During my stay, I had the honour of being present for the birth of Happy’s first child. On the evening that Happy went into labour, nine female village elders welcomed me and my roommates into Happy’s house, where we sat for hours in the main living space, absorbing the warm and surprisingly calm atmosphere of anticipation. We attempted to speak to the women in broken Swahili and the local tribal language, Gogo. After a flurry of activity we were invited into the dark bedroom where Happy lay on layers of empty cement sacs and fabrics. The female village midwife delivered the baby with the light of one single torch and the umbilical cord was tied with small strips ripped off the very cement sacs we had been sitting on throughout the evening. Her newborn baby girl was swaddled in layers of colourful fabrics as I stood there, emotional and amazed.
At the birth of Happy’s child there was no electricity, no doctor and no running water. The whole birth luckily progressed without any complications; a relief as the nearest hospital was a forty-five minute drive away. Such a journey by the main method of travel, piki piki (motorbike), would have been impossible for a woman in the late stages of labour.

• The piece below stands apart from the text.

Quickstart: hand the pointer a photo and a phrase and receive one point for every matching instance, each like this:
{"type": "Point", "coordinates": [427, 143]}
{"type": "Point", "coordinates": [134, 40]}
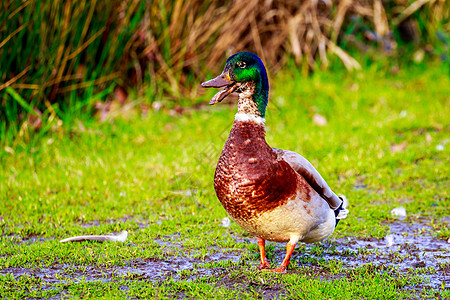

This is the usual situation for women living in such communities. Inadequate access to water, sanitation, hygiene and healthcare contributes to the shocking fact that, according to ICS, 1,000 women die every day from causes related to pregnancy and childbirth. It has been found that 99% of all maternal deaths occur in developing countries, many of which are likely to experience similar issues to those we saw in Msunjilile. These statistics are heartbreakingly unfair and preventable. With high quality and accessible female (and maternal) healthcare, mortality rates could be vastly reduced.
Despite living in a progressive society with female leadership, the women of Msunjilile still face significant constraints. Such issues of women’s health, that I have personally witnessed, are echoed across the world. We must not stop speaking, writing, marching and campaigning until all women everywhere have equal access to healthcare, education, employment and opportunity. The injustice must come to an end.